Does A Famous Singing Teacher Guarantee Fame?
Too many singers, artists as well as students, have the misleading habit of attributing their best qualities to whatever teacher they happen to be studying with at the moment. All that his predecessor taught them is forgotten or ignored. Some even go so far as to proclaim that they’ve never had a singing lesson in their lives and are entirely self-taught. (When one famous coloratura made this absurd statement to a music critic recently, that gentleman replied, "I don’t doubt it, madame. Your singing proves it!")
On the other hand, the fact that a teacher was once a famous singer is no guarantee that he is a good teacher. The mental or psychological make-up of some persons is such that, no matter how expert they may be in their own field of work, they have not the ability to impart their knowledge. The ability to teach is a very special quality and is not granted to everyone. We must remember also that there are excellent as well as mediocre voices to be found in every studio, and no teacher should be judged by his exceptionally good or exceptionally poor students. The singer who impresses us may be that teacher’s only worthwhile pupil or he may be singing well not because he is studying with that teacher but despite that fact.
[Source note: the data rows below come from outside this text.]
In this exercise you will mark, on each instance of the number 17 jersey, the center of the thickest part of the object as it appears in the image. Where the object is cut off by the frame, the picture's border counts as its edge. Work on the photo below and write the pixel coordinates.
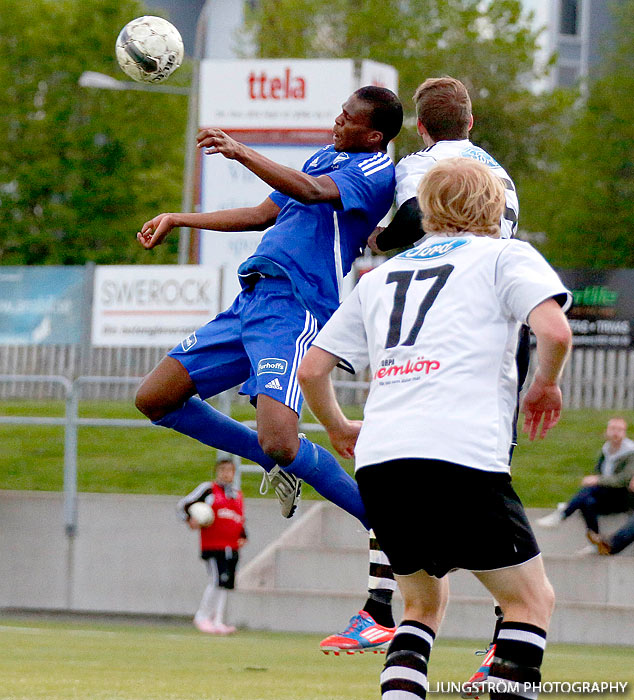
(438, 326)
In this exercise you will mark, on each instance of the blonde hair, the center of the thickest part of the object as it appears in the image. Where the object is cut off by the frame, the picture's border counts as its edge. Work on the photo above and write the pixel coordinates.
(461, 195)
(443, 107)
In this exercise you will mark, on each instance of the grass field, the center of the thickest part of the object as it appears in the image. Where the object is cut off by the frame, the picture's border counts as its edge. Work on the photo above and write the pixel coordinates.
(85, 660)
(158, 461)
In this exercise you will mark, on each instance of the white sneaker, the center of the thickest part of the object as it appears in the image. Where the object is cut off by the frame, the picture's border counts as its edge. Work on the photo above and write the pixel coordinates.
(287, 488)
(587, 551)
(553, 519)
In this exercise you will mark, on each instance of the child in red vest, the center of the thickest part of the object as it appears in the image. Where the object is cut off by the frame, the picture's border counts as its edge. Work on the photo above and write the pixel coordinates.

We often find a teacher whose success with a single pupil gives him a considerable, though temporary, prestige. This is particularly the case with teachers who discover and exploit a very youthful singer. Sometimes it is a child with an amazing range and a beauty of tone that is distinctly mature and "professional." Naturally the teacher receives full credit for the little girl or boy’s vocal achievements, and myriad mothers bring their own children for instruction, to say nothing of all the older students who feel that this teacher will do as much for them as he has for the wonder-child. Yet time goes on without the desired results.
Why? Why is it that a teacher who apparently could do so much for an untrained child can do little or nothing with older and presumably more intelligent students ? Why does he have one, and only one, successful pupil? The answer is heartbreakingly simple, and can be explained briefly as follows: The wonder-child’s voice was naturally placed.
This is by no means an infrequent condition. We often find children whose voices have the requisite point and focus by accident, or by nature, just as some persons have the gift of absolute pitch, or an infallible sense of rhythm. Having this correct placement by nature, almost any sort of training will serve to develop it, up to a certain point and for a limited period of time. Later, inexpert training begins to tell on the delicate vocal mechanism and the voice deteriorates. Later still, it will become wholly useless.
Certainly it must be apparent, to even the most unscientific mind, that it is the child’s unusual natural gifts which are responsible for her success, rather than the training she has received. If not, why is she her teacher’s only outstanding pupil, and why cannot he do for any of the others what he apparently did so easily for her.